Have you seen employees embrace this focus on inclusion and diversity? Have you been surprised by the level or openness of engagement that you’ve seen?
AB: The process of working on diversity has held a few surprises for me. In Silicon Valley, we long for data to help us make decisions. I have seen a tremendous openness and willingness to change and do whatever it takes, given good data about what’s actually happening. We seek to deeply understand what’s going on to change the opinions and the work process of the people who actually work at LinkedIn. We think it’s a powerful tool that basically any company can take advantage of.
Silicon Valley has a feeling internally that we are a very meritocratic part of the world. I think, truly, we are; however, we also let that blind us a little bit and that’s almost like an excuse we use not to really understand what’s happening. When you think you’re meritocratic and that everybody is going to be able to come in and rise to a certain level, you think that the people who are going to be rewarded are the ones who will produce the best results. This is great, but it has in the past blinded us to asking questions about diversity and things like it because in some ways, we’re like “hey, we’re meritocratic, we don’t have to ask these things.” It’s been eye opening how extensive the issue is. We know, for instance, that the number of women who are graduating with STEM degrees as a percentage is actually going down, which is a little surprising considering that we assumed in Silicon Valley that everyone was moving in this tech direction. It’s a little hard to put a finger on it exactly, but we frankly are accidentally blind to this issue and we’re working up to it.
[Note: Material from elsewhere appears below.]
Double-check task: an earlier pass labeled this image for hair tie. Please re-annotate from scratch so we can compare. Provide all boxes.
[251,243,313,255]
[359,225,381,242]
Are you seeing companies trying to engage more talent by discussing issues of social impact, volunteering, or any other approach that is about providing both economic value and community value?
AB: Companies are definitely doing more now to think about the impact that they have and that their employees have in the world around them. The reasons range everywhere from self-serving to altruistic, but in a world where individuals are more and more empowered, where people have more choices and ability to gain the skills they need in order to get the job they want, basically it becomes more and more a seller’s market. People can choose to work at a company that genuinely cares about the world around it and work with people who make time for volunteering, for giving back, for donating, for helping. We feel this acutely in Silicon Valley because the competition for technical talent is so strong. We can’t win a war of trying to hire a particular candidate by offering better food in the cafeteria or a better foosball table or even a higher compensation package because those were already very competitive. The place where we are able to attract a great candidate to come work at LinkedIn are all around the kind of culture we have as a company, the mission we have as a company, the people who you’re going to work with, and the fact that they share and believe in that mission. More and more companies realize that the generation that is entering the workforce now cares much more deeply and has much for flexibility and willingness to jump to another opportunity if they’re not finding a good cultural match.